Right now I’m testing against our servers heartbeat service - the service used by our ELB to determine whether the service is there and responsive.

I’m getting responses back, and everything OKs …

… until I’ve reached the number of requests equal to the number of max connections.

So, for example, I have 10K total connections. I make 500 requests per second. After 20s, I begin getting exception spam from not having enough connections to run the new user simulations.

This use to work before. It was my belief that once I had an OK, that the connection that had been used to generate the OK was freed for a new user.

It doesn’t appear to be working that way right now. Is there a new setting that was introduced? Can someone confirm that they aren’t seeing the same thing on their machine?

I’ll follow-up with a stripped down example of what I’m doing.

Thanks,

–Spencer

  • When I began using gatling last year, I realized that as latency increased more connections would get spawned to backlog users. So I could never get a real honest sense of throughput and server performance. I began to use max connections so that when that number of connections was exceeded, I would realize there was some kind of performance problem - either the server was underperforming or there were some kind of latency hiccups or I needed more connections to accomodate the latency. It gives me a better sense of what kind of performance I’m really talking about. E.g. our server can handle 10K connections, but it can only handle 6K requests through that pool of connections. I pair these observations with CPU performance and memory usage on the server.

How long are your requests?

I mean that if you send 500 req/sec but your requests last 3 sec, you might need 1500 connections.

Then, is it AsyncHttpClient that complains, or the OS (file descriptors starvation)?

The requests are all < 500ms

The running requests is always reported as < 50, with completed requests registering as OK

Attached, you’ll find my pom (named run.xml, with my jvm args), my gatling.conf, and my Demo class which recreates identically the problem I’m having.
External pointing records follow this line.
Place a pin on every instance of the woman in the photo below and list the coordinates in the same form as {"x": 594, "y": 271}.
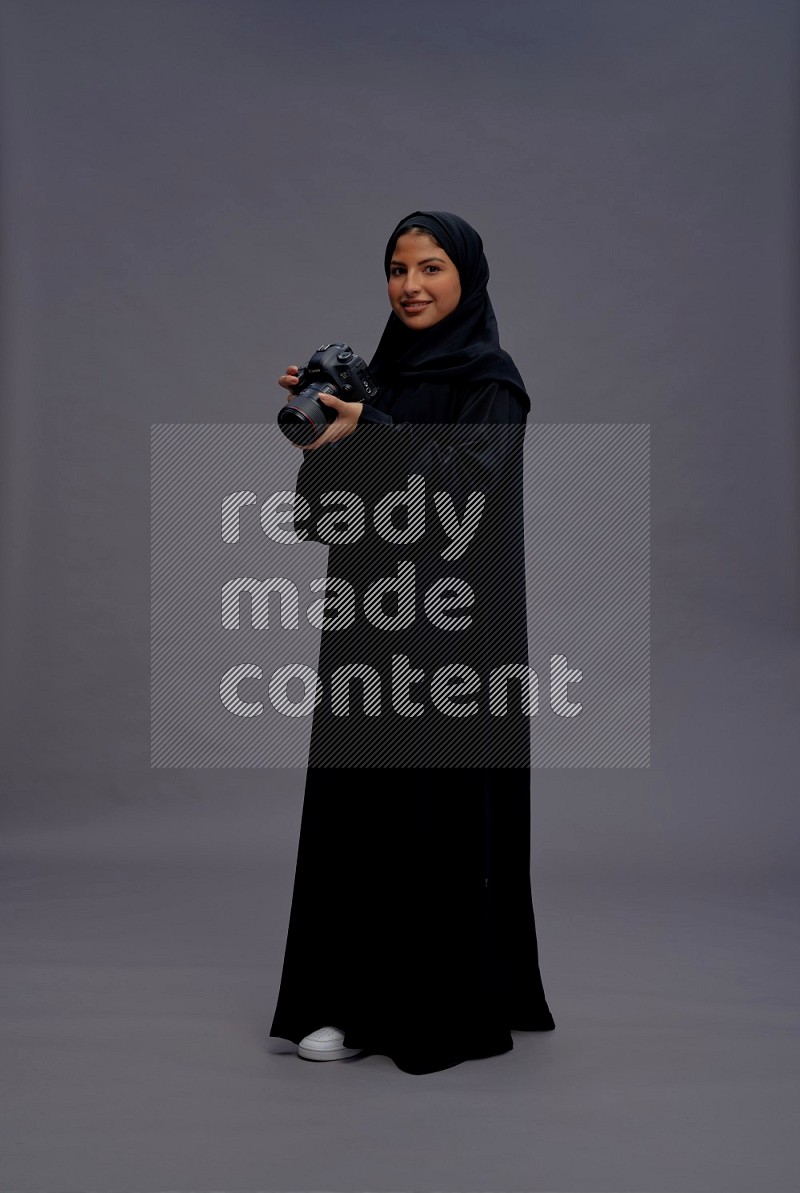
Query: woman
{"x": 411, "y": 929}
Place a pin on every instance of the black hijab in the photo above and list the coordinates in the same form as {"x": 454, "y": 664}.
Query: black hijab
{"x": 464, "y": 345}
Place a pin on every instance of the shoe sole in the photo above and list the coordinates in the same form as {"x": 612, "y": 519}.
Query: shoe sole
{"x": 339, "y": 1054}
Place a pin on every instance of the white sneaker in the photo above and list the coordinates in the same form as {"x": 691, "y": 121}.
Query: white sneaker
{"x": 324, "y": 1044}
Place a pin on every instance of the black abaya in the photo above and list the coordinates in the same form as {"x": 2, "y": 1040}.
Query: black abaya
{"x": 411, "y": 925}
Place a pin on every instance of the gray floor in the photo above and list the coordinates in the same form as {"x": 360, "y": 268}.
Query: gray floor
{"x": 142, "y": 947}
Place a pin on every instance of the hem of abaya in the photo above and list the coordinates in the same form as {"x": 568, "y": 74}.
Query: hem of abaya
{"x": 428, "y": 1058}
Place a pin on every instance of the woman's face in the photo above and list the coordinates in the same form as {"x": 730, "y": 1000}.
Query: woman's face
{"x": 423, "y": 282}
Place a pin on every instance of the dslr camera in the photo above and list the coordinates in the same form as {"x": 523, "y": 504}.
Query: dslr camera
{"x": 333, "y": 369}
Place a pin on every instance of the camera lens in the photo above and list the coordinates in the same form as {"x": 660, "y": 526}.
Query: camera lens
{"x": 303, "y": 418}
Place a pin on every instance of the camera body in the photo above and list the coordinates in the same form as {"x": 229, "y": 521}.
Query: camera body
{"x": 333, "y": 369}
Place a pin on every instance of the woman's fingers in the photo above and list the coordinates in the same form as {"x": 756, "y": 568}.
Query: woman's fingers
{"x": 345, "y": 424}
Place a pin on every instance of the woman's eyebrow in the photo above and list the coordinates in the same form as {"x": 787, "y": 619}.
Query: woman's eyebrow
{"x": 423, "y": 261}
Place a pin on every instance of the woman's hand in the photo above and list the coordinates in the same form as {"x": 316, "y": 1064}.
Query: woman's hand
{"x": 347, "y": 416}
{"x": 347, "y": 413}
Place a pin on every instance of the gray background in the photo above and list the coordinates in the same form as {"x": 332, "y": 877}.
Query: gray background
{"x": 192, "y": 195}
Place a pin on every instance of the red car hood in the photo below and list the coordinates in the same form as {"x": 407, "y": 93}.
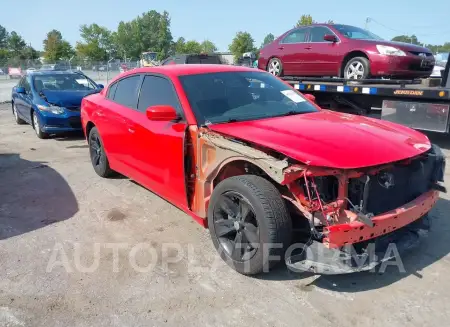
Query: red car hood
{"x": 331, "y": 139}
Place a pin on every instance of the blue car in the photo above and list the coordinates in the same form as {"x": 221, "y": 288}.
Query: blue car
{"x": 50, "y": 100}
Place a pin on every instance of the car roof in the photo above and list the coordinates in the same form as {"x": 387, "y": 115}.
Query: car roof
{"x": 189, "y": 69}
{"x": 52, "y": 72}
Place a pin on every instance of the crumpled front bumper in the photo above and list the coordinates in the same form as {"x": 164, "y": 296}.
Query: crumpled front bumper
{"x": 317, "y": 258}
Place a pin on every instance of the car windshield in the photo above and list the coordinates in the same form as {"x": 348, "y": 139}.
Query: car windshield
{"x": 63, "y": 82}
{"x": 442, "y": 56}
{"x": 356, "y": 33}
{"x": 239, "y": 96}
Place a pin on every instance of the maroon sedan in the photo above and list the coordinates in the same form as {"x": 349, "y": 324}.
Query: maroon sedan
{"x": 344, "y": 51}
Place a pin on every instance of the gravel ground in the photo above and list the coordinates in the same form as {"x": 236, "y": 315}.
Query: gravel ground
{"x": 57, "y": 215}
It looks like it’s akka that’s complaining. The stack trace that prints out once I run out of connections is:

[ERROR] [03/31/2014 14:53:28.409] [GatlingSystem-akka.actor.default-dispatcher-19] [akka://GatlingSystem/user/$d] Too many connections 10001
java.io.IOException: Too many connections 10001
at com.ning.http.client.providers.netty.NettyAsyncHttpProvider.doConnect(NettyAsyncHttpProvider.java:1035)
at com.ning.http.client.providers.netty.NettyAsyncHttpProvider.execute(NettyAsyncHttpProvider.java:927)
at com.ning.http.client.AsyncHttpClient.executeRequest(AsyncHttpClient.java:524)
at io.gatling.http.ahc.HttpEngine.startHttpTransaction(HttpEngine.scala:210)
at io.gatling.http.action.HttpRequestAction$.startHttpTransaction$1(HttpRequestAction.scala:36)
at io.gatling.http.action.HttpRequestAction$.startHttpTransaction(HttpRequestAction.scala:47)
at io.gatling.http.action.HttpRequestAction$$anonfun$sendRequest$2.apply(HttpRequestAction.scala:85)
at io.gatling.http.action.HttpRequestAction$$anonfun$sendRequest$2.apply(HttpRequestAction.scala:83)
at io.gatling.core.validation.Success.map(Validation.scala:31)
at io.gatling.http.action.HttpRequestAction.sendRequest(HttpRequestAction.scala:83)
at io.gatling.http.action.RequestAction$$anonfun$executeOrFail$1.apply(RequestAction.scala:33)
at io.gatling.http.action.RequestAction$$anonfun$executeOrFail$1.apply(RequestAction.scala:31)
at io.gatling.core.validation.Success.flatMap(Validation.scala:32)
at io.gatling.http.action.RequestAction.executeOrFail(RequestAction.scala:31)
at io.gatling.core.action.Failable$class.execute(Actions.scala:97)
at io.gatling.http.action.RequestAction.execute(RequestAction.scala:25)
at io.gatling.core.action.Action$$anonfun$receive$1.applyOrElse(Actions.scala:30)
at scala.PartialFunction$OrElse.applyOrElse(PartialFunction.scala:166)
at akka.actor.ActorCell.receiveMessage(ActorCell.scala:498)
at akka.actor.ActorCell.invoke(ActorCell.scala:456)
at akka.dispatch.Mailbox.processMailbox(Mailbox.scala:237)
at akka.dispatch.Mailbox.run(Mailbox.scala:219)
at akka.dispatch.ForkJoinExecutorConfigurator$AkkaForkJoinTask.exec(AbstractDispatcher.scala:385)
at scala.concurrent.forkjoin.ForkJoinTask.doExec(ForkJoinTask.java:260)
at scala.concurrent.forkjoin.ForkJoinPool$WorkQueue.runTask(ForkJoinPool.java:1339)
at scala.concurrent.forkjoin.ForkJoinPool.runWorker(ForkJoinPool.java:1979)
at scala.concurrent.forkjoin.ForkJoinWorkerThread.run(ForkJoinWorkerThread.java:107)

demo.tgz (3.99 KB)

Get it!

We have started cleaning up the gatling.conf file.
Many options could be both set up in protocol and in this file, too many ways to do the same thing, bringing confusion.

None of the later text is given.